Sasha Torte is a strong, openly sexual, witty woman. Seen as a woman before her time, she’s inspiring despite being a ‘murderess’. How did you come up with the character of Sasha Torte, and what do you want readers to take away from her?

Once I’d named my protagonist Sasha Torte – in homage to an Austrian gateau – the rest of the story fell into place. Sasha’s character is divided in that she is both angel and devil. But let’s not forget there’s a lot of fun to be had in dancing with the Devil. I believe that good and evil are reliant on each other, in a similar way that death is crucial to the regeneration of life.

Sasha is a young woman who loves to be loved and she adores sex. By her own admission, she’s a slave to her rampant sexuality. Sasha is prone to outrageous behaviour when she lets her guard down or is blindsided by illicit substances and primal fears.

I used some of my own childhood experiences to shape Sasha’s character. For it is her punishing childhood and the unconditional love she later receives that determines her strong character.

Primarily I hope that my readers are transported and have a good time. And that they are bemused and interested by what drives Sasha (I’m trying to avoid spoilers here!). Hopefully the readers will also identify with the essential humanity of the deviants, courtesans, hell-raisers, reprobates and criminals of Wolfftown.

 

Lesley Truffle sepia credit Tanja Ramljak-minWho are some contemporary Australian novelists that you admire?

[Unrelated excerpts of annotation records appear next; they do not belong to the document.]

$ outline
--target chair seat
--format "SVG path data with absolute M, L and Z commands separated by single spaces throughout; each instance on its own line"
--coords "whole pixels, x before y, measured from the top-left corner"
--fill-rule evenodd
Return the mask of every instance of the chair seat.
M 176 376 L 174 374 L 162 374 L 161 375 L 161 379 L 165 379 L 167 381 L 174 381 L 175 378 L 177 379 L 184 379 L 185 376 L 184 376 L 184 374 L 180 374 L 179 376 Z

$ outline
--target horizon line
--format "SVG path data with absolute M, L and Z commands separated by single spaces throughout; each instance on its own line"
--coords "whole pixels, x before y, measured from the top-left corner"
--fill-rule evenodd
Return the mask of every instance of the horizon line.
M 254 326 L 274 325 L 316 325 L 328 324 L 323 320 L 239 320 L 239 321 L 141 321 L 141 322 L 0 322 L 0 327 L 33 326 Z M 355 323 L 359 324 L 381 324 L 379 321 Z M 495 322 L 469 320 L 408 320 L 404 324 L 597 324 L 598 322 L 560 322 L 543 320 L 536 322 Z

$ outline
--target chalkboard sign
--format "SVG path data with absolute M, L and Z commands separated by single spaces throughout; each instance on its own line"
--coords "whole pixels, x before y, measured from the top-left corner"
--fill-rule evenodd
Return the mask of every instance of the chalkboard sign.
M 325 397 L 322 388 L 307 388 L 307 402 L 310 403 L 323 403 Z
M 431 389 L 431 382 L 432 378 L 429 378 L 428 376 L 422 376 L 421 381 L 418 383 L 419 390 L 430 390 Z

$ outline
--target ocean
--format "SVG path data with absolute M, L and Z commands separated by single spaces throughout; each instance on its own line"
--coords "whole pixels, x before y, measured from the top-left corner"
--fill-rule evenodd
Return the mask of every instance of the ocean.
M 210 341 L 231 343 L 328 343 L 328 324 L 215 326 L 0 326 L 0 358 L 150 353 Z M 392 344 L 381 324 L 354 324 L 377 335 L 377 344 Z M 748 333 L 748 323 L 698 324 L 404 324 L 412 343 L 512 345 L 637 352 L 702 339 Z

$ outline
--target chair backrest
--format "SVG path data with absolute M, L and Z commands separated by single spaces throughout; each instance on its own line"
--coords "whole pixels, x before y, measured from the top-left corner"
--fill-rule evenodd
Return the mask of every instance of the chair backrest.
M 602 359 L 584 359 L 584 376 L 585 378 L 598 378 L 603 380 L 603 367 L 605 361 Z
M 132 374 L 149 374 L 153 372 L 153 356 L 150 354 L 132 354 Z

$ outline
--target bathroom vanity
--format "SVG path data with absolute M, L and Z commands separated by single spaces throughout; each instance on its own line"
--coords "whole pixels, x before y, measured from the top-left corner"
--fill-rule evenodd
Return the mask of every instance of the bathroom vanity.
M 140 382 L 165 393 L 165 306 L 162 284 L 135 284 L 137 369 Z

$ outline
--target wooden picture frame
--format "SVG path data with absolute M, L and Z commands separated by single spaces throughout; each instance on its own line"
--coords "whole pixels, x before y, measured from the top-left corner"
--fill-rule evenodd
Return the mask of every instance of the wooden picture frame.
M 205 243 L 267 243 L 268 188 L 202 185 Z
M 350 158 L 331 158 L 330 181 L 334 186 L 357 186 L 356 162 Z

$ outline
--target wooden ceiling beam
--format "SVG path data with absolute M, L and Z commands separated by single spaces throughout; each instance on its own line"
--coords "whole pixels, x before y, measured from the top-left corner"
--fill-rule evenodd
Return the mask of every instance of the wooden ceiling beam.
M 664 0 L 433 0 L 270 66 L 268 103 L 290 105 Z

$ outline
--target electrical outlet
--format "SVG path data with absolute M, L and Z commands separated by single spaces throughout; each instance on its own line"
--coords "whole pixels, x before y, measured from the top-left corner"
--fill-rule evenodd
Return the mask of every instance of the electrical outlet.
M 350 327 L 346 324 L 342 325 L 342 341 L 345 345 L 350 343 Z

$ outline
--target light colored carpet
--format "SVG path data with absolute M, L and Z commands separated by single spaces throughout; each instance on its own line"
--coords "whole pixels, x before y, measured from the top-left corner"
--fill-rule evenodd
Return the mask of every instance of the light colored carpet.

Richard Flanagan, Leah Kaminsky, David Malouf, Sofie Laguna, Thomas Keneally, Meg Keneally and Christos Tsiolkas.

 

What’s up next for you?

In my first novel, Hotel du Barry I set the story in a luxurious London hotel and many of the events that followed were triggered by WW1. I’m still fascinated by the Belle Époque and World War 1. In my current manuscript I’m particularly interested in the impact of WW1 on both Australian and European civilians.

However, it won’t be a war novel, or a dire tragedy! It will be in the comedic-tragic style of The Scandalous Life of Sasha Torte.